Kondisi inilah yang mengantar dan memaksa nelayan terjebak dalam belenggu kemiskinan dan ketidakpastian hidup. Hal ini juga membuat merosotnya minat generasi muda nelayan untuk mengikuti jejak orangtuanya. Mereka akhirnya lebih memilih menjadi penambang timah bagi anak nelayan yang ada di wilayah Bangka Belitung, sebagai buruh di perusahaan, kuli bangunan atau merantau menjadi tenaga kerja Indonesia (TKI).


Tanpa ada keseriusan dari negara ini untuk mengembangkan potensi bahari dan memberdayakan nelayan, maka tidak mustahil ke depan Indonesia akan mengalami krisis ikan dan juga krisis nelayan.
Dengan keadaan seperti di atas, seharusnya pemerintah mengeluarkan kebijakan yang lebih fokus dan memiliki keberpihakan kepada rakyat utamanya rakyat kecil, yaitu nelayan.
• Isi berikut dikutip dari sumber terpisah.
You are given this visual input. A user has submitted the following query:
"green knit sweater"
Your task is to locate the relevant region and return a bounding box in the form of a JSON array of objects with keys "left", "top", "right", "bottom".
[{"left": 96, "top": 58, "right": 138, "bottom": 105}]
Bukan malah menerbitkan kebijakan yang menimbulkan pro kontra yang sepertinya hanya berpihak pada sebagian golongan tertentu, utamanya pelaku usaha besar atau pelaku usaha asing yang justru semakin memperburuk kondisi pelaku usaha perikanan kecil, utamanya nelayan tradisional.
Memang dibutuhkan kerjasama yang bersinergis antara pemerintah dan masyarakat utamanya pelaku usaha di bidang kelautan dan perikanan agar bisa mewujudkan kesejahteraan yang nyata bagi semuanya.